I have invented ways to follow my mother’s precept. It’s not always easy and I still get fooled but with practice it gets easier. Here I provide you with a few examples:

  • Bill Clinton boards a plane with Jeffrey Epstein not once but twice. Next!
  • Hillary Clinton receives a fee from Goldman Sachs for delivering a speech behind closed doors. Next!
  • Sean Hannity hid the fact that he used Michael Cohen as his attorney while reporting on the whole Stormy Daniels thing. Next!
  • James Comey, as head director of the FBI, used his personal email account on the job. Next!
Dr. Cornel West

Chris Wallace, on the other hand, gets a pass. While our national attention was still focused on Black Lives Matters, he called Dr. Cornel West onto his show because Chris Wallace is comfortable in his own skin, comfortable calling in a Harvard professor who is an expert on the racial divide. It is something that Sean Hannity, that other Fox News commentator, would never do for fear of making himself look bad. Chris also is amused by humankind. Watch the airing of that show and you will see Chris Wallace, smile and enjoy his conversation with Dr. West. You will see Dr. West get Chris to crack a smile. Sean, on the other hand, sees evil everywhere he bothers to look. He rarely smiles.

Fortunately, for persons who purport to follow the Christian faith, the litmus test is easy. Jesus Christ made it easy.

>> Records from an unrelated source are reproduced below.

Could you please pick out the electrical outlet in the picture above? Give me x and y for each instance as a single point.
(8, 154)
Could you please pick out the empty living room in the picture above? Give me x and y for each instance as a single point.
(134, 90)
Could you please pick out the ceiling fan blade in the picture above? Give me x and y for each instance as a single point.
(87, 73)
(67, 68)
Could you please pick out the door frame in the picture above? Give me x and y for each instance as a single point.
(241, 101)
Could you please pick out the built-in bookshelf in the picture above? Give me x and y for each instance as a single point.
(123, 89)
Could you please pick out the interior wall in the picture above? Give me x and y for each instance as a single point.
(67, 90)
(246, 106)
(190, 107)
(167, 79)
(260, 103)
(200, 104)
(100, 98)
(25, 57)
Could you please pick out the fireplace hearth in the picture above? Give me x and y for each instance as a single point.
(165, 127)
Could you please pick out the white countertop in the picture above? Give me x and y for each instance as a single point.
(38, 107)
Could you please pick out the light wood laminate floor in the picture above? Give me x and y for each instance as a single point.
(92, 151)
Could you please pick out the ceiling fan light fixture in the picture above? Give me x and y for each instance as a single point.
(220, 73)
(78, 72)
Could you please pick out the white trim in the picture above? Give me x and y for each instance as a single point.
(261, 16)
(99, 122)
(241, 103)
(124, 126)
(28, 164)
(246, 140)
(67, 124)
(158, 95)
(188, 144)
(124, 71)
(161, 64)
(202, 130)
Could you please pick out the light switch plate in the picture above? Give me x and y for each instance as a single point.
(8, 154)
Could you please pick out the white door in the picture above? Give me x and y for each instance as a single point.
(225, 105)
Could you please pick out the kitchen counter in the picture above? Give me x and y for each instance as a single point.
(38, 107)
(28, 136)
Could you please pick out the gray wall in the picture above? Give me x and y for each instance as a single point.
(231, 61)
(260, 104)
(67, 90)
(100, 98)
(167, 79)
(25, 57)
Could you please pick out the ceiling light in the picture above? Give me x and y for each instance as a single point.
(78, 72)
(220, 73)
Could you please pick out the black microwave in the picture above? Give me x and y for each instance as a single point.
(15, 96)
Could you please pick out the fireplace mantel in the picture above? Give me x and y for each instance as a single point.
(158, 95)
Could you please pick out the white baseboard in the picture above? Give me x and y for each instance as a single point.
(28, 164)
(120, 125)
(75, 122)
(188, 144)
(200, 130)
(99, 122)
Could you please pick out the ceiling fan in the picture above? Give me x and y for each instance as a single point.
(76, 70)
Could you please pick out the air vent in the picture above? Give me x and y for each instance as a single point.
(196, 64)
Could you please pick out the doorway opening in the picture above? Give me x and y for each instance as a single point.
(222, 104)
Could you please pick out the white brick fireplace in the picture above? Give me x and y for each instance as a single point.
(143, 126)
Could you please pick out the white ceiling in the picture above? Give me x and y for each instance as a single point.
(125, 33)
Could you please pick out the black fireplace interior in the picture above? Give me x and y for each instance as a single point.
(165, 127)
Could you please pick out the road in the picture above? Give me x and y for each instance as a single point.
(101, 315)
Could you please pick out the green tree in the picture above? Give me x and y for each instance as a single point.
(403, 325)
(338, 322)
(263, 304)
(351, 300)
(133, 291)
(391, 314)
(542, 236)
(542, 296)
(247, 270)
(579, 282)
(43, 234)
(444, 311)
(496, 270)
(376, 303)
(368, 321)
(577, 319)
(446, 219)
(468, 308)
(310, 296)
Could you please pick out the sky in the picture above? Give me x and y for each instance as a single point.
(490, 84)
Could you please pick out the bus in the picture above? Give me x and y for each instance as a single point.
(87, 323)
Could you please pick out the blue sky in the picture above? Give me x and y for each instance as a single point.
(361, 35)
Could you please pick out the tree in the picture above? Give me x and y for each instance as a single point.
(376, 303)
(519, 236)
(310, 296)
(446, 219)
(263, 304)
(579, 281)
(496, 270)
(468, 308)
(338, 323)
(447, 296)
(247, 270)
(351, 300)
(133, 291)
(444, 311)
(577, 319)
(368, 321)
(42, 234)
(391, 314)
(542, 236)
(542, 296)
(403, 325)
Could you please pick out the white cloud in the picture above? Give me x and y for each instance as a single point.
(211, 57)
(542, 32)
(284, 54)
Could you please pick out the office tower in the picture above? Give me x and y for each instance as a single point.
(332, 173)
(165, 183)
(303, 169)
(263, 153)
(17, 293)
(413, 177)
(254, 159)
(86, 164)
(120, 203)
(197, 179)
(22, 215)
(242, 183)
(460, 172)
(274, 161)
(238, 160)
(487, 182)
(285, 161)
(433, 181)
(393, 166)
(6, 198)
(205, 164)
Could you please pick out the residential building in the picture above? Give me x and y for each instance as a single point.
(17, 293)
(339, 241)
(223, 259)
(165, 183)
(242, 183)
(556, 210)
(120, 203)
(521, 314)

You have heard that it was said, ‘Love your neighbor and hate your enemy.’ But I tell you, love your enemies…

Matthew 5:43-44

In the sphere of politics, the energy a candidate throws into casting shade on or disrespecting an opponent is the extent to which the candidate is “not loving the enemy”. In short, violating a fundamental Christian precept. That’s all you need to know. And you can make that judgement in less than eighteen seconds. When you do, you should have seconds to spare.

Shaving Cream

So, why are people so hopelessly bad at telling a book by its cover? My guess is that we neglect another adage, the adage to “heal ourselves”. I cannot think of a more frequently overlooked admonition than this piece of sound advice. Healing yourself, as any self-respecting psychiatrist or therapist will tell you, takes years of will and dedication. In other words, more of us are full of shaving cream than any one of us would care to admit.

Ray Allen

Engagement in the lifelong process of healing yourself is a prerequisite for citizens who wish to make good judgments, sometimes snap judgments, effortless and confident judgments, like the ball coming out of the hands of Ray Allen late in the fourth quarter for a three-pointer. If you haven’t already set out on a journey of spiritual self-improvement, you’re too late for this election. Maybe you need to think about it. Maybe you need to sit this one out.